Descubriste que no existe saborizante que pueda ocultar el sabor del aceite de hígado de bacalao.
Las mamás ecuatorianas están convencidas de que el aceite de hígado de bacalao es “lo que todo niño necesita para crecer fuerte y sano por su alto contenido de vitaminas y minerales”.
Para tratar de que te lo tomes sin que te des cuenta, mamá compraba la versión saborizada a naranja, frutas tropicales o cereza. Pero tú… tú descubrías el sabor inconfundible del pescado cada vez. No había lugar a chistar, pero mamá te preparaba ese batido que tanto te gustaba para amortiguar la experiencia desagradable y traumática.
Sabes que cada cosa tiene su lugar, o básicamente deja de existir.
“Cosa que encuentre en el piso, cosa que boto a la basura”. Así que creciste con el eterno miedo de que si después de jugar no colocabas tus juguetes en su lugar, un día no los encontrarías más.
Tus mejores recuerdos incluyen comida rica en carbohidratos, receta de la abuela.
Mamá siempre tuvo una receta para cada ocasión. Ella sabe qué necesitamos cuando estamos enfermos, ya sea una muy ligera sopa de fideo con papas o una sopa de cabello de ángel. Bien decían las abuelitas que “enfermo que come, no muere”. También nos enseñó que un ceviche o un encebollado es lo mejor para el chuchaqui. O que para una tarde fría nada mejor que un chocolate caliente con queso. Para empezar el día con una gran sonrisa, café con bolón es la fórmula.

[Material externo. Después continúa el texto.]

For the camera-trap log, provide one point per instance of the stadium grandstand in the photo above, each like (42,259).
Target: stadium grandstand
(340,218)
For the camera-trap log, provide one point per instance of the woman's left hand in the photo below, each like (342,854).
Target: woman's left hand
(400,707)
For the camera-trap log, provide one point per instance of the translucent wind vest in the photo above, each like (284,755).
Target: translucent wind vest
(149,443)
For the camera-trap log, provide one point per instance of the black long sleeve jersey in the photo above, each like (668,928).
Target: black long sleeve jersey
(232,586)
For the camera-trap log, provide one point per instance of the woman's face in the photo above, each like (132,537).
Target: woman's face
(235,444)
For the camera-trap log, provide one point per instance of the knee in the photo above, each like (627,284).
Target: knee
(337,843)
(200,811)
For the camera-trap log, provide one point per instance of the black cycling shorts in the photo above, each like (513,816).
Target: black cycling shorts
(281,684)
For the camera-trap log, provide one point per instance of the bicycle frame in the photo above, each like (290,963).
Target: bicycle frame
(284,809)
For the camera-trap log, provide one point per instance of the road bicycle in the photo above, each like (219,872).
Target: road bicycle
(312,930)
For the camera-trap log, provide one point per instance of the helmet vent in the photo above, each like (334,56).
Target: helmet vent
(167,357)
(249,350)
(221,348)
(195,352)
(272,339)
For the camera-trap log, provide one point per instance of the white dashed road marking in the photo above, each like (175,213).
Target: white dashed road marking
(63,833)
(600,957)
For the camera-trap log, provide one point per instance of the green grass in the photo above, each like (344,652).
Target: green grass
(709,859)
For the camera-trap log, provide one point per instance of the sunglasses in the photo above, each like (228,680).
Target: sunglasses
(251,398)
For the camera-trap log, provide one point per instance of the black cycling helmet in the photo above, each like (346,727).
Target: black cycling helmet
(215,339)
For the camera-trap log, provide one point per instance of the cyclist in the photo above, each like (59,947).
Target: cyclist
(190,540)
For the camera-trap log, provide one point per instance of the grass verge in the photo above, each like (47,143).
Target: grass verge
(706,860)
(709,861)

Las mamás saben cómo endulzar la vida: las cocadas, los higos con queso y el muy nutritivo chapo llegan en el momento justo. Ni hablar de las delicias que se pasan de generación en generación para deleitarnos en las festividades, como la colada morada con guaguas de pan en finados y la fanesca en semana santa.
Al final, todas estas recetas son “el secreto” de que un hijo crezca sano, colorado y buen mozo. Y para ti, “barriga llena, corazón contento” es una verdad absoluta.
Has aceptado que mamá es clarividente, siempre “te lo había dicho” y “solo vas a entender las cosas con el tiempo”.
Mamá siempre supo lo que te iba a pasar: “te vas a caer”, “te va a doler”, “te vas a quemar”, “te va a picar”, “luego has de estar llorando”. Y te cansaste de escuchar “te lo dije” y “cuando tengas hijos te has de acordar de mí, solo ahí has de entender”.
Al final, no necesitas entenderlo todo, solo que mamá quiere siempre lo mejor para ti… la belleza y la edad serán relativas, ya que siempre serás un bebé y el ser más hermoso sobre la faz de la tierra. De hecho, cada vez que pueda te lo dirá a ti y a todas las personas a su alrededor.
Y tú, aunque ya tengas canas, te referirás a ella como “mi mamita”.